Whenever I Get Blown Up I Think of You

★★
archive review (edinburgh) | Read in About 2 minutes
33332 large
39658 original
Published 12 Aug 2010
33329 large
39658 original

On the morning of 7 July 2005, the poet and performer Molly Naylor was on the London Underground, making her way back from a night out. Also on the train that day was a young man called Shezad Tanweer. As the train approached Aldgate tube station, Tanweer detonated a homemade bomb hidden in his bag, killing himself and seven others.

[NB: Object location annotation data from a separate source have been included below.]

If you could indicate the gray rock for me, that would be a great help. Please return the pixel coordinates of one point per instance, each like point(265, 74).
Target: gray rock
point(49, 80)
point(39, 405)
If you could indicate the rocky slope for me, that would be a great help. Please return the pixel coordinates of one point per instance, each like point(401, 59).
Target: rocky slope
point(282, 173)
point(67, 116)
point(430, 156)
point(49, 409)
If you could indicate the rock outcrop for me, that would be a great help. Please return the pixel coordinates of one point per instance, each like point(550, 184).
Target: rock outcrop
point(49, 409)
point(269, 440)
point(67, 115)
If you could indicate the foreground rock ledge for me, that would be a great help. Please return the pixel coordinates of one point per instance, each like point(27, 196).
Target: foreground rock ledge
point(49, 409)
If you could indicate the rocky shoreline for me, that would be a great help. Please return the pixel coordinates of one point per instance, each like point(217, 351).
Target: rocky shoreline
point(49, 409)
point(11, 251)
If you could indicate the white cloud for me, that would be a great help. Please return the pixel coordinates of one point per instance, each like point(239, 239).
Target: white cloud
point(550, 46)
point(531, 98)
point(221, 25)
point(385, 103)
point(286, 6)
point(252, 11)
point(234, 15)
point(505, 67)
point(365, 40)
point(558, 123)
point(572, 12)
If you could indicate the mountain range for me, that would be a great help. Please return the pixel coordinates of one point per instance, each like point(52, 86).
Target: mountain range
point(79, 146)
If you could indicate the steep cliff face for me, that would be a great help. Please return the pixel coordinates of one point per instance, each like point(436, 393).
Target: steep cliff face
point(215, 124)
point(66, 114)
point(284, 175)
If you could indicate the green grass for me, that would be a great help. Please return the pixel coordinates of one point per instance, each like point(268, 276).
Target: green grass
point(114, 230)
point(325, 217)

Whenever I Get Blown Up I Think of You follows Naylor as she picks up the pieces of her life in the aftermath of the attacks. At times this monologue is faintly reminiscent of Stefan Golaszweski’s highly rated recent solo work; there is a similarly pleasant poetic rhythm to Naylor’s script, and she makes frequent use of a second-person narrative to describe her own romantic encounters.

However, Whenever I Get Blown Up is a much less accomplished piece of theatre, with little substance to underpin Naylor’s stylistic flourishes. Being based on real-life events seems, in this case, to be a major constraint. Where a fictionalised account may have been able to explore far darker areas of her character’s psyche, Whenever I Get Blown Up instead meanders aimlessly from London to Cardiff to Cornwall with precious little character development or drama. Even the section in which Naylor recalls the immediate aftermath of the bombings lacks a sense of peril, and fails to capture the fear of being caught up in a terrorist attack.

There is a rather telling moment as Whenever I Get Blown Up comes to a close in which Naylor describes with mock-disappointment her psychological recovery going “without too much drama”, a sentiment that is sadly reflective of the production as a whole.